All Operating Systems
My keyboard dictation app does not recognize many expressions that I am voicing. It either crashes or puts punctuations such as ‘!’ or ‘?’ instead. As I am not able to write without dictation this is frustrating. The error particularly occurs when I use the words or expressions such as ‘heteropatriarchy’ ‘gender equilibrium instead gender equality’ or ‘colonial destruction on ecology of gender in colonized societies’. When I dictate, for instance, “colonialism did not improve the colonized societies in terms of gender equality, this claim is just a white lie” the app puts a question mark in the sentence, arbitrarily. Or when I dictate “in fact, European colonizers irrecoverably damaged the ecology of gender, that is the equilibrium existed among diverse sexes in these communities in pre-colonial times” then the app inserts exclamation marks in the sentence. Once I said, “a Nigerian anti-colonial feminist Funmilayo Ransome-Kunti wrote in her book For Women and The Nation of Nigeria that ‘we had equality till Britain came’” and the app collapsed completely.
This bug affects my bodily integrity because I need the dictation app to be able to ‘write’. On the other hand, I feel like the system does not recognize what I am saying. Or maybe, as I am not a native English speaker, it is the matter of how I am saying it. I don’t know. But there is definitely a recognition problem. Yes, what kind of trouble in the recognition system might cause such problem? A system that executes my ‘sayings’ not understandable.
The vocabularies, speeches and accents that do not fit into the heteronormative patriarchal syntax and Eurocentric prescripts are considered to be unrecognizable, marked as unsayable ‘?!’. Such a bug erroneously decides what is intelligible what is not; what counts as ‘appropriately expressed’ and what does not.
I turned on the app and start to dictate: “The European colonizers ‘empowered’ only a small group of people in these communities, those whom they identified as ‘man’ through their hetero-patriarchal white gaze and according to their European binary standards of gender. They armed those whom they took as ‘men’ with weapons in order to build military troops for both integrating the colonial orders in these societies with violence and defending their colonial settlements against other countries.
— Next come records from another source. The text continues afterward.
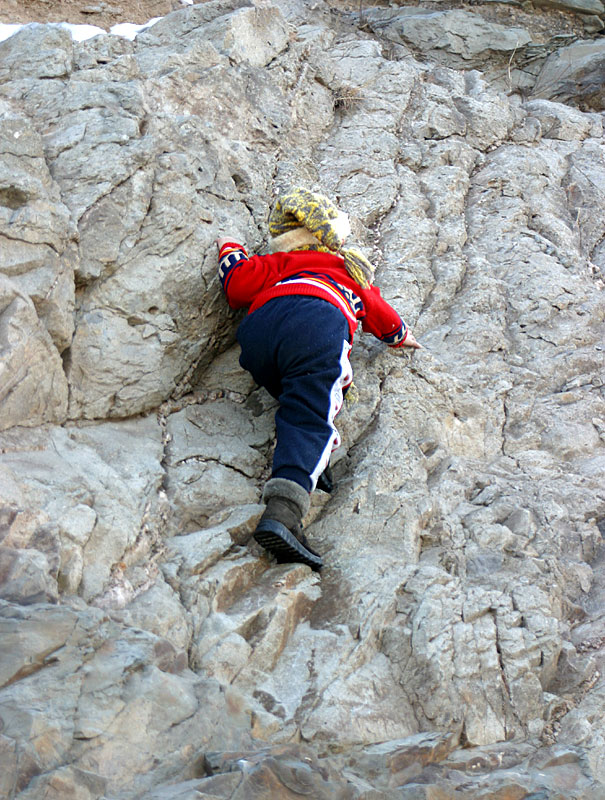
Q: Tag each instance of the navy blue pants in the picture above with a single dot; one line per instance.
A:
(297, 347)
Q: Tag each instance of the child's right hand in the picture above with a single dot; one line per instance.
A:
(410, 341)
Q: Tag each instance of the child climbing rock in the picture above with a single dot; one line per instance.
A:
(305, 301)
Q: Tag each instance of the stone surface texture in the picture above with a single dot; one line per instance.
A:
(453, 646)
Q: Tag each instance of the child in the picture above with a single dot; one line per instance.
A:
(306, 299)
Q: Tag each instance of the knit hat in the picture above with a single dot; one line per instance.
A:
(304, 220)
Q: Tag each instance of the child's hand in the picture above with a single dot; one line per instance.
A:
(410, 341)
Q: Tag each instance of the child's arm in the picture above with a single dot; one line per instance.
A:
(242, 278)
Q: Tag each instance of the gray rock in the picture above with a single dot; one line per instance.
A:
(465, 37)
(573, 75)
(154, 649)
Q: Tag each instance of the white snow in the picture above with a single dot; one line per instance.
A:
(80, 33)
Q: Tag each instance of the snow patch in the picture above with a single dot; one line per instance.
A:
(79, 33)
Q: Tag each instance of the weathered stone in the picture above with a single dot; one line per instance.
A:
(461, 598)
(573, 75)
(33, 388)
(460, 34)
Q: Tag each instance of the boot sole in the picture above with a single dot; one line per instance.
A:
(280, 542)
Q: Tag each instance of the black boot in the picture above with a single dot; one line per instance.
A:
(280, 528)
(326, 480)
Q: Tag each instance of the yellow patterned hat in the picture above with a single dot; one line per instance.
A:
(304, 220)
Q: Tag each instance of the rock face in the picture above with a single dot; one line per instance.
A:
(453, 644)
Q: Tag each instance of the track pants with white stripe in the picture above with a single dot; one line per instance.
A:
(297, 347)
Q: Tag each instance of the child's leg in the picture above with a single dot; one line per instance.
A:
(297, 347)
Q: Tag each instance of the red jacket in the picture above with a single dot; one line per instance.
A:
(256, 280)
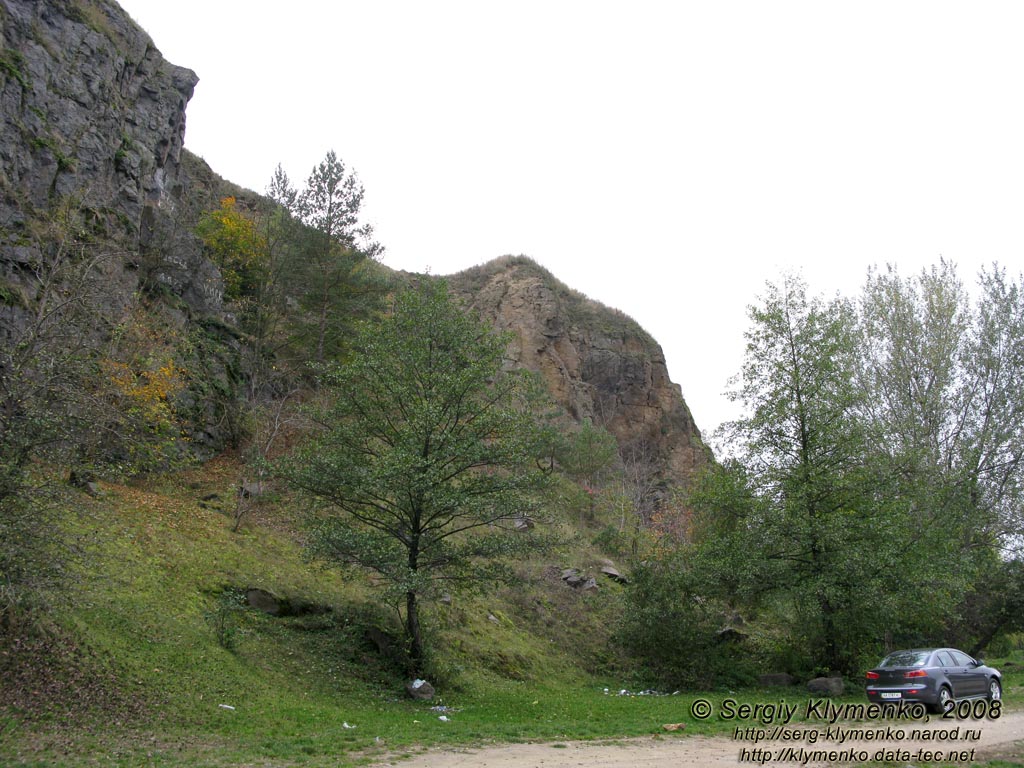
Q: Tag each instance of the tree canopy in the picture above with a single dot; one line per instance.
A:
(426, 454)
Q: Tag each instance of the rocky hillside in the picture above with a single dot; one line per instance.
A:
(598, 364)
(94, 120)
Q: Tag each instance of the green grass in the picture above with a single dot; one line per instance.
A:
(142, 678)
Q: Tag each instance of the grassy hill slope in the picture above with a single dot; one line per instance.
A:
(152, 643)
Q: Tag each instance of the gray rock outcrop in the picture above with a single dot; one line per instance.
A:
(94, 118)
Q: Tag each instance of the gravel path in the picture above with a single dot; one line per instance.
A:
(1003, 737)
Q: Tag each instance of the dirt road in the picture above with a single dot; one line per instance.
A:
(1003, 737)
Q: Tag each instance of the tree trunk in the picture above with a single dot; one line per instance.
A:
(413, 633)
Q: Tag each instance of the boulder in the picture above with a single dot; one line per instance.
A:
(825, 686)
(613, 574)
(421, 690)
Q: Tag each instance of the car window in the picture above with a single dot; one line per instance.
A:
(963, 659)
(905, 658)
(945, 659)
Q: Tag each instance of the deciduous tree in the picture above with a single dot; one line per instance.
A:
(426, 456)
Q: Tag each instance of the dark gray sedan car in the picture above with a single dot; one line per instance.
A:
(932, 676)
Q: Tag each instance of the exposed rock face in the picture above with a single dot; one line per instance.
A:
(92, 115)
(598, 364)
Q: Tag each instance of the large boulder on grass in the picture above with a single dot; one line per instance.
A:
(825, 686)
(420, 690)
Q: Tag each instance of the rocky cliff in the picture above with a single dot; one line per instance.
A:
(94, 119)
(598, 364)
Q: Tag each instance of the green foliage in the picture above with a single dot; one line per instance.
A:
(223, 617)
(673, 625)
(238, 248)
(808, 527)
(332, 268)
(425, 454)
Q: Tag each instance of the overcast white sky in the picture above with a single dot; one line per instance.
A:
(663, 158)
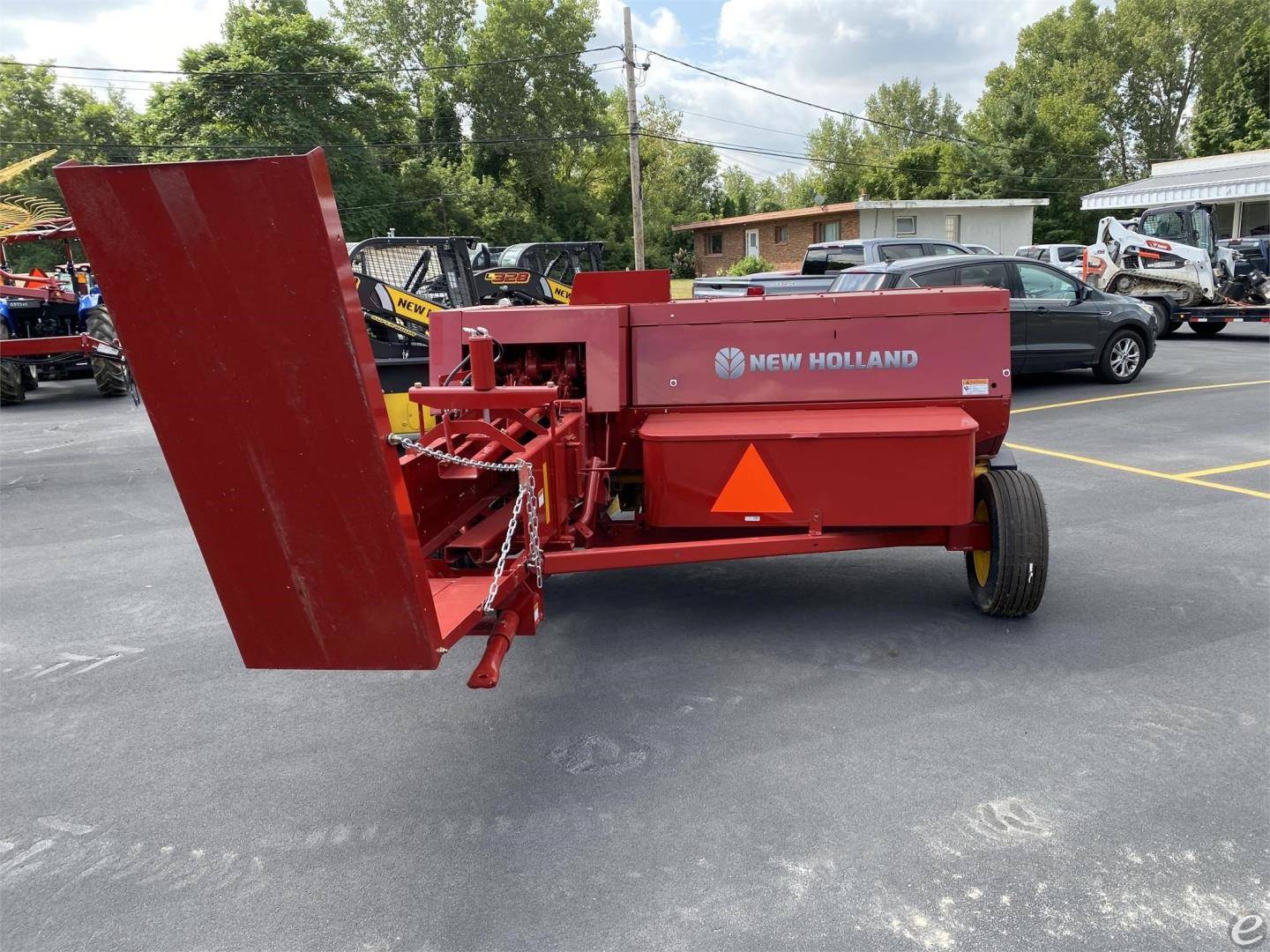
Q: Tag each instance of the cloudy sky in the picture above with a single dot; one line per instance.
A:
(825, 51)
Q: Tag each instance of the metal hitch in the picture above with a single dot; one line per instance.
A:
(485, 674)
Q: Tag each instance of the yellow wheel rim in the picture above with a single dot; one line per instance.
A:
(982, 556)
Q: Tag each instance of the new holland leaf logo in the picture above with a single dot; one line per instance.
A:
(729, 362)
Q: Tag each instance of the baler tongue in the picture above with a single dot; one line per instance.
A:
(231, 290)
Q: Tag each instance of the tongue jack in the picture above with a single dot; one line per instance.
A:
(485, 674)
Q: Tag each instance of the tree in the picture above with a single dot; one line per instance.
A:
(1232, 115)
(900, 108)
(837, 147)
(415, 38)
(1168, 48)
(34, 108)
(1044, 123)
(324, 92)
(531, 117)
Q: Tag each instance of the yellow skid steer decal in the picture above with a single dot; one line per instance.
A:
(412, 308)
(560, 292)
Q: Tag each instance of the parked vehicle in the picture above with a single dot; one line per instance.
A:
(45, 315)
(820, 263)
(1064, 257)
(1057, 323)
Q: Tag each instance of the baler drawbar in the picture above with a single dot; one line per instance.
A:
(620, 430)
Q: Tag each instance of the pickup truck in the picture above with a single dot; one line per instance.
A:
(822, 263)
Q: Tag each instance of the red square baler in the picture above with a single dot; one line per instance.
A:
(620, 430)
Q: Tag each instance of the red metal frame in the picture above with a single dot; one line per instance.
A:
(90, 346)
(329, 550)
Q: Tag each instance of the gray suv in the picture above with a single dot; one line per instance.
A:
(1057, 323)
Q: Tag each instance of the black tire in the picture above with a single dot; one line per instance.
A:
(1206, 329)
(112, 378)
(1165, 324)
(1009, 580)
(1123, 357)
(13, 376)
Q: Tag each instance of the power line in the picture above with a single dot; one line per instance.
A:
(259, 146)
(944, 136)
(779, 153)
(735, 122)
(315, 72)
(557, 138)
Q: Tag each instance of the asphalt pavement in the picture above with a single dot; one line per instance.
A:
(827, 752)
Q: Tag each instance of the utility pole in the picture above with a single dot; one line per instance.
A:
(632, 124)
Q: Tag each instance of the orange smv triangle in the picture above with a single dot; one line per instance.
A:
(751, 489)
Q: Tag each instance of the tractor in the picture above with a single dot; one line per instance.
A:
(64, 309)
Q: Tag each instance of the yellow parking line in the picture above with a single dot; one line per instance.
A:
(1139, 471)
(1143, 392)
(1254, 465)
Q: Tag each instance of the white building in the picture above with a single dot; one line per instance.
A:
(1237, 185)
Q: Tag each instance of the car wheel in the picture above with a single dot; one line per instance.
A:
(1206, 329)
(1122, 358)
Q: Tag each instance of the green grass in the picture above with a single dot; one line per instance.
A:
(681, 288)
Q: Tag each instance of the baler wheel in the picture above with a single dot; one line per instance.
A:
(111, 377)
(13, 383)
(1009, 580)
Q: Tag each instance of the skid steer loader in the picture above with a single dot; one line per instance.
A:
(1169, 258)
(536, 271)
(400, 283)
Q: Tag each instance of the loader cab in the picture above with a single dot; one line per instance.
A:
(537, 271)
(559, 260)
(1184, 224)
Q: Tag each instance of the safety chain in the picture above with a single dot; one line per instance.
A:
(527, 490)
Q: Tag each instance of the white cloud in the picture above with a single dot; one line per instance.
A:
(143, 33)
(834, 54)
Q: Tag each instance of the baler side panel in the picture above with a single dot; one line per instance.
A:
(234, 299)
(803, 361)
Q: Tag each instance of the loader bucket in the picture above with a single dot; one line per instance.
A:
(233, 294)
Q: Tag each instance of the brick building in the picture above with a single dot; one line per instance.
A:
(781, 238)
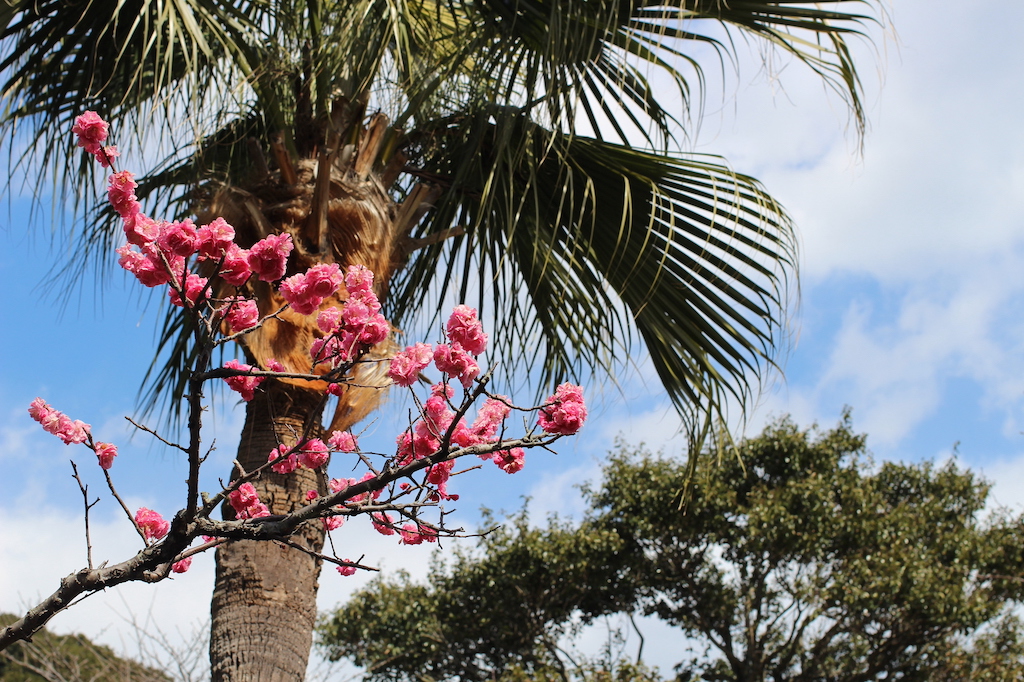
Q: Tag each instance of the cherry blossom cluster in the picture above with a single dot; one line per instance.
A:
(171, 254)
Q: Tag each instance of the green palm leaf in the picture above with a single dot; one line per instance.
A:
(581, 248)
(587, 248)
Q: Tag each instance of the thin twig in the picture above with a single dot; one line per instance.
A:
(85, 498)
(131, 517)
(142, 427)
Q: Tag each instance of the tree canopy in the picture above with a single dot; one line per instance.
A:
(530, 146)
(791, 557)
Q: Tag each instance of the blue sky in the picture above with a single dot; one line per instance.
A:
(909, 311)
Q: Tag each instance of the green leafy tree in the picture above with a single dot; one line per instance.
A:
(500, 611)
(50, 657)
(788, 556)
(486, 150)
(792, 559)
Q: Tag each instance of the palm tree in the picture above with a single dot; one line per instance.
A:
(515, 154)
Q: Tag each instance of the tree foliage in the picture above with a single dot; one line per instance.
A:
(530, 144)
(50, 657)
(790, 557)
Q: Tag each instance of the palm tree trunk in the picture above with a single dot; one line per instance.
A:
(264, 599)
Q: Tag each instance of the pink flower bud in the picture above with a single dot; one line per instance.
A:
(153, 524)
(90, 130)
(564, 413)
(268, 257)
(105, 453)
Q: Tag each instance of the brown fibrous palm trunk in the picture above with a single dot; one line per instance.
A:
(337, 209)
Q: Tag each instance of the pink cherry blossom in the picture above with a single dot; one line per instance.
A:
(153, 524)
(215, 239)
(141, 229)
(121, 194)
(492, 414)
(375, 331)
(464, 329)
(268, 257)
(358, 279)
(105, 453)
(258, 510)
(414, 535)
(329, 320)
(107, 155)
(150, 270)
(181, 239)
(236, 269)
(339, 484)
(383, 523)
(305, 292)
(333, 522)
(52, 421)
(564, 413)
(355, 313)
(243, 314)
(510, 461)
(91, 131)
(193, 289)
(244, 385)
(407, 365)
(455, 361)
(343, 441)
(313, 454)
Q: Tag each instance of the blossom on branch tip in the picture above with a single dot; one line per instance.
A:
(181, 239)
(415, 535)
(243, 313)
(464, 328)
(455, 361)
(282, 464)
(153, 524)
(510, 461)
(57, 423)
(91, 131)
(383, 523)
(121, 194)
(407, 365)
(107, 155)
(236, 269)
(194, 286)
(313, 454)
(268, 257)
(564, 413)
(214, 239)
(358, 279)
(305, 292)
(105, 453)
(343, 441)
(140, 229)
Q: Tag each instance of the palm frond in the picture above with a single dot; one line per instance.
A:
(582, 248)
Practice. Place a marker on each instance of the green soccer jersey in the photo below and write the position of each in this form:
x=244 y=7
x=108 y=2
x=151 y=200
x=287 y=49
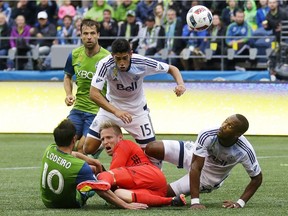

This ignited violence within the communities since the armed group of ‘men’ felt powerful over the unarmed and other genders. Moreover, the colonizers redistributed the land after stealing it from its real owners to the local and indigenous ‘men’ by ignoring the fact that the land in these communities was hand down from generations to generation according to the maternal-kinship-line. After destroying the ecology of gender, the equilibrium existing among different sexes, in these communities, the colonial settlers forced the local and indigenous population to adapt, what they called, ‘gender equality.’
The application crashed.
Voice recognition apps such as dictation apps should be able to detect the alternative ways of telling stories that do not fit into the heteropatriarchal neocolonial pretext. It should be attentive to the codes, to the words, and to the social worlds that did not make it into language; to the accented expressions that did not pass from one language into another. The app should make our wor(l)ds survive, if not, then let it collapse.